Ini bukan lagi soal apakah aku si anxious karena merasa perlu kepastian bahwa hubungan kita baik-baik saja sehingga selalu ingin menyelesaikan masalah saat itu juga. Kemudian bisa meledak ketika kamu tidak mau menyelesaikan masalah. Juga bukan apakah kamu si avoidant yang kerap merasa tidak nyaman ketika ada masalah dan lebih memilih tidak mau membahasnya sampai sering aku geret untuk duduk di sebelahku, menatap mataku, dan memaksamu untuk bicara.
Kamu selalu bilang, “Lebih baik aku diam karena kalau bicara aku pasti salah.”
Kamu juga sering memberikan solusi-solusi penyelesaian masalah yang tidak berkaitan sama sekali dengan masalah yang kita hadapi. Kamu melakukannya hanya agar masalah kita selesai walaupun solusinya tidak nyambung sama sekali.
Ketika hari ini aku ditampar kesadaran bahwa aku tidak mau lagi menjalani hubungan yang dilandasi atas ketidakpedulian, kamu kesulitan menerima fakta bahwa kamu punya andil besar dalam membiarkanku menjalani tanggung jawab dalam kesendirian. Kita membicarakan banyak hal seakan itu penting. Padahal itu tak lebih dari saling menyakiti karena kita saling meminta daripada saling memberi.
“Kamu udah sampai kayak gitu, ya, padahal cuma karena kurang perhatian,” katamu membuat aku mempertanyakan apakah meminta perhatian adalah sebuah kesalahan dan tidak mendapat kasih sayang adalah tanggung jawab.
“Aku itu capek kerja,” katamu dan menolak fakta bahwa pasanganmu bekerja di tiga tempat berbeda sambil mengasuh anak.
Kamu memilih untuk tidak mengerti apa yang aku rasakan yang tadinya membuatku mengutuk diri karena merasa berlebihan atas semua ini. Tetapi aku kemudian sadar bahwa ketidakmauan dan ketidakmampuanmu untuk mengerti justru jadi sebuah bukti bahwa sudah semestinya aku pergi.
Pada sebuah malam di taman kecil kedai kopi di Cilandak Barat, aku mengisap Djarum Super entah berapa banyak padahal aku bukan perokok aktif.
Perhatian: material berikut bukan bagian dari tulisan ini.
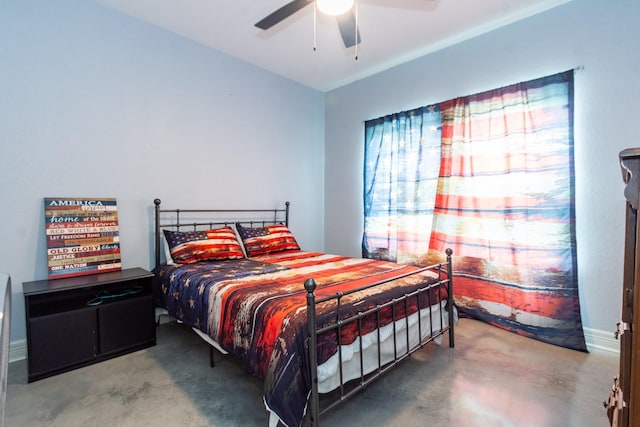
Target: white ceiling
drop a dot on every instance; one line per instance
(392, 31)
Bertindak tolol ketika hidup kacau balau memang selalu jadi ide yang bagus. Aku ditemani temanku bernama Gerardine yang juga sedang dikerjain Mercury Retrogade dan Full Moon Aquarius. Kami bertemu karena sadar saling butuh pelukan yang erat karena menghadapi laki-laki avoidant dan menyadari kenyataan bahwa kami sebetulnya sekadar manusia-manusia kesepian.
Malam itu cukup menyadarkanku bahwa selama ini aku sudah cukup berjuang maka kini waktunya berserah. Pada kemungkinan terburuk sekalipun, let go, let God.
Tuhan barangkali tahu kapan waktu paling tepat menolongku. Pada keprasahan kita saling memeluk dan kamu mengucapkan kata ‘maaf’ dan aku hanya tidak berhenti menangis. “Aku nggak tahu kenapa sulit untuk bilang maaf,” katamu.
Aku tidak tahu bagaimana hidup akan membawaku selanjutnya, tetapi aku berterima kasih pada Tuhan yang mengizinkan semua ini terjadi. Setidaknya aku sadar bahwa aku bukan buru-buru menikah, tetapi kita hanya menikah saat sama-sama tidak sanggup dewasa. Setidaknya hari ini kita belajar lagi apa artinya mencintai sebagai orang dewasa.